Les robes noires estiment à tort qu’il serait facile de simuler le pardon en recourant à l’apparat et à l’autorité. Elles n’ont pour pouvoir que celui que nous leur accordons. Elles seraient, au fond, deux fois plus responsables de ces torts parce que conscientes de leur gravité morale.

Le sommet de février 2019 pour la protection des mineurs a promis un vent nouveau, une ère de ménage et de réparation. Rien n’a été fait depuis. Ce n’étaient que des voeux pieux pour sauver la face de l’Église et redorer son blason. Du bluff, comme d’habitude et comme nous allons sans doute en entendre dans les jours qui viennent. Et on embarque quand même dans ce défilé de sentimentalisme religieux, crédules et vulnérables.

Où est la volonté de l’Église de s’amender honorablement ? Quels gestes concrets ont été posés pour extirper ce cancer généralisé ? Un ami a envoyé plusieurs lettres recommandées au Vatican et à la nonciature apostolique d’Ottawa, encouragé par les promesses de rectitude et de transparence formulées durant ce sommet. Il réclamait la démission et la suspension d’un évêque qui a giflé, ensanglanté et brisé les lunettes d’un marguillier en pleine messe.
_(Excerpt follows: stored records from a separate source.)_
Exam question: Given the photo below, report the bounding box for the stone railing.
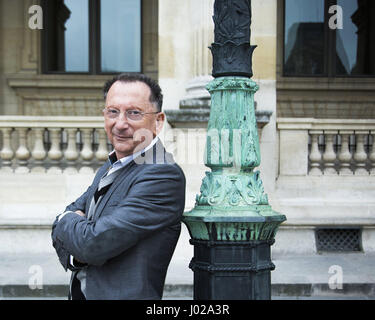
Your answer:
[0,116,111,173]
[277,118,375,176]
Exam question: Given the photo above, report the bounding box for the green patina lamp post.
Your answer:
[183,0,286,300]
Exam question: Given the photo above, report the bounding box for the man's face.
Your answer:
[104,81,165,159]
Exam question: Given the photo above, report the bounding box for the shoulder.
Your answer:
[137,163,185,182]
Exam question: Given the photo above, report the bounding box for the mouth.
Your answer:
[113,134,133,140]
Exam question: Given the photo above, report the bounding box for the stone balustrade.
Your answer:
[277,118,375,176]
[0,116,112,173]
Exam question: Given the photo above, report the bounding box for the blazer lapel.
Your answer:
[90,161,134,220]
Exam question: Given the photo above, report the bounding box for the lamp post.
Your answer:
[183,0,286,300]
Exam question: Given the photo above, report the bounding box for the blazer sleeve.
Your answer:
[54,164,185,265]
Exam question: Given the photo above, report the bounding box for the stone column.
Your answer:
[180,0,214,108]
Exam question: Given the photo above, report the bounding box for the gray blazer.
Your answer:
[52,142,186,299]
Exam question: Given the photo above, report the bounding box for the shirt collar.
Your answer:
[108,137,159,167]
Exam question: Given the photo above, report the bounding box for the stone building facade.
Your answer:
[0,0,375,283]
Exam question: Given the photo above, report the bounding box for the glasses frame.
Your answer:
[102,107,160,121]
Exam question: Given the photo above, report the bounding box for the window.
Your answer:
[42,0,142,74]
[283,0,375,77]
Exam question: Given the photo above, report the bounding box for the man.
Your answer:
[52,74,185,299]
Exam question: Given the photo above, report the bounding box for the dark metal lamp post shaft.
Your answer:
[183,0,286,300]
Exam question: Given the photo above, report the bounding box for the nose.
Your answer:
[114,112,129,130]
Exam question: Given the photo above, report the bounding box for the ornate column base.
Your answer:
[189,239,275,300]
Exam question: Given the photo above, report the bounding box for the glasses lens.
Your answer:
[126,110,143,121]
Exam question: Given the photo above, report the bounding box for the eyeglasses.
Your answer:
[103,108,159,121]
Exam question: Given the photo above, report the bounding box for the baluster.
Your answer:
[14,128,30,173]
[64,128,79,174]
[95,129,108,161]
[79,129,94,173]
[0,128,14,172]
[353,131,369,176]
[323,130,337,175]
[369,132,375,176]
[31,128,47,172]
[309,130,323,176]
[47,128,63,173]
[337,131,353,175]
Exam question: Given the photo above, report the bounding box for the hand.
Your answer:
[76,210,85,217]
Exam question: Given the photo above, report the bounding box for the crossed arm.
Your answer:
[52,165,185,269]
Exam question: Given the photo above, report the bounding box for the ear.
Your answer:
[156,112,165,135]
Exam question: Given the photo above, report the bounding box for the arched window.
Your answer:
[42,0,142,74]
[283,0,375,77]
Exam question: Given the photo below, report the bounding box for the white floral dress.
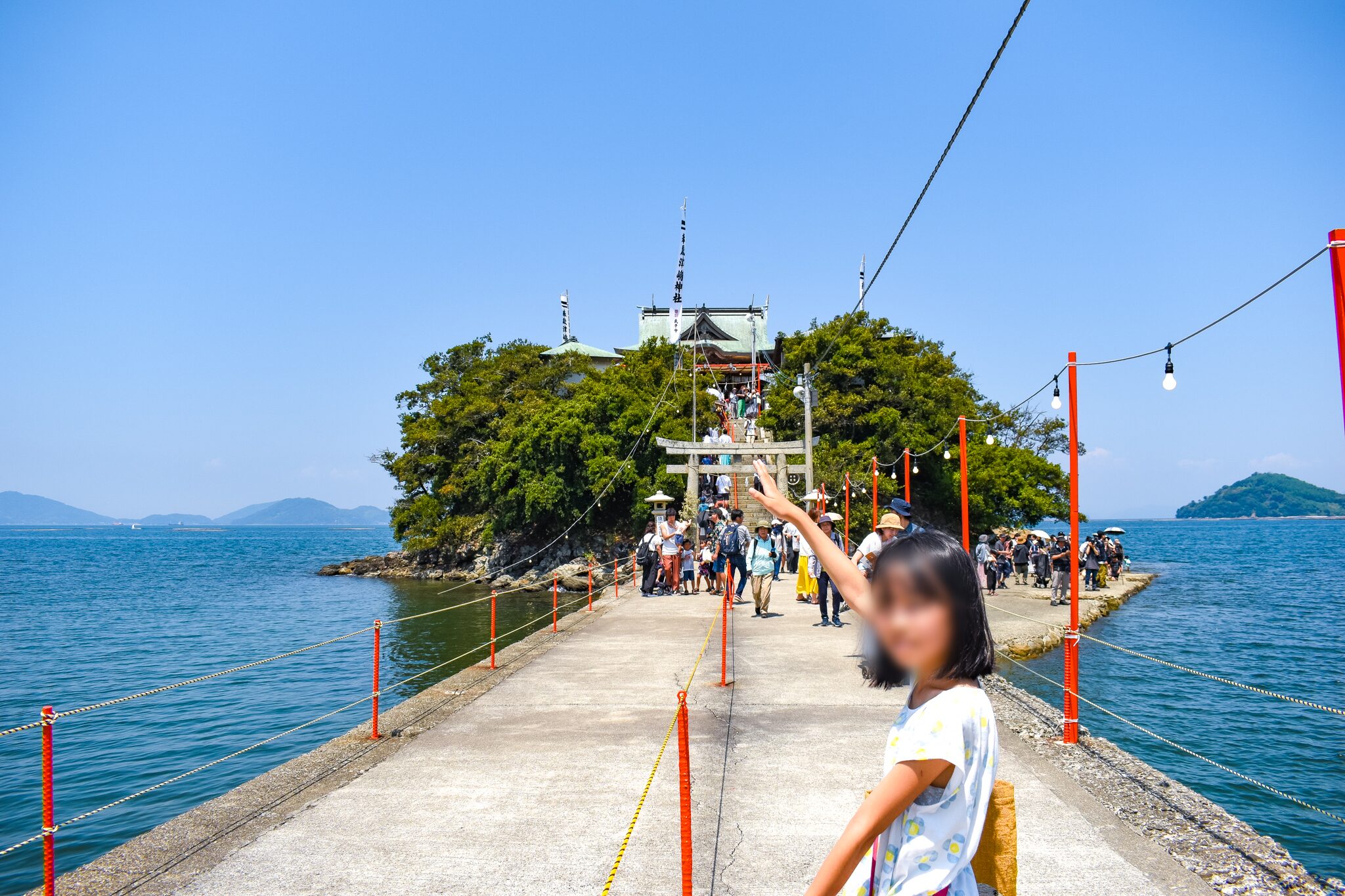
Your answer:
[841,685,1000,896]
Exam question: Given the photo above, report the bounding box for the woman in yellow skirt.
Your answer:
[793,508,818,603]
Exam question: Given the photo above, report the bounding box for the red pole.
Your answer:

Une escouade policière est arrivée. Elle a vidé le temple et l’évêque en question a été mis en état d’arrestation. Cependant, la victime, voulant garder sauve la réputation de sa communauté, n’a pas porté plainte ni engagé de poursuites au civil. Elle a voulu qu’on lui rende justice en interne. Les autorités ecclésiales lui ont répondu par le silence de l’omerta, aussi blessant que l’agression physique et psychologique subie. Cet évêque a eu des promotions depuis et il a été reçu avec tous les honneurs malgré le dossier volumineux de témoignages acheminé contre lui. Il se balade impunément partout, avec ses dorures. Comment croire alors à cette volonté promise de rectification et de repentir ?

La demande de pardon de François est celle d’un pape bon enfant. L’institution, si rigide, ne suit pas. La preuve, lors de la visite de la délégation autochtone au Vatican l’hiver dernier, et lors des rencontres officielles, seuls deux cardinaux étaient présents. Aucun intérêt de la part des autres qui brillaient par leur absence. Pourquoi tourner le couteau dans les plaies et essuyer des reproches ?

Ça prend un changement d’attitude pour légitimer et authentifier un pardon, sinon, ce n’est qu’un cirque cynique, un défilé de paroles creuses, une occasion de plus pour se jouer, voire se moquer, de la bonne foi des gens.

L’Église n’est pas l’institution, mais la réunion de quelques fidèles qui aiment ce qui est transcendant. Tout le reste est parure, fioriture.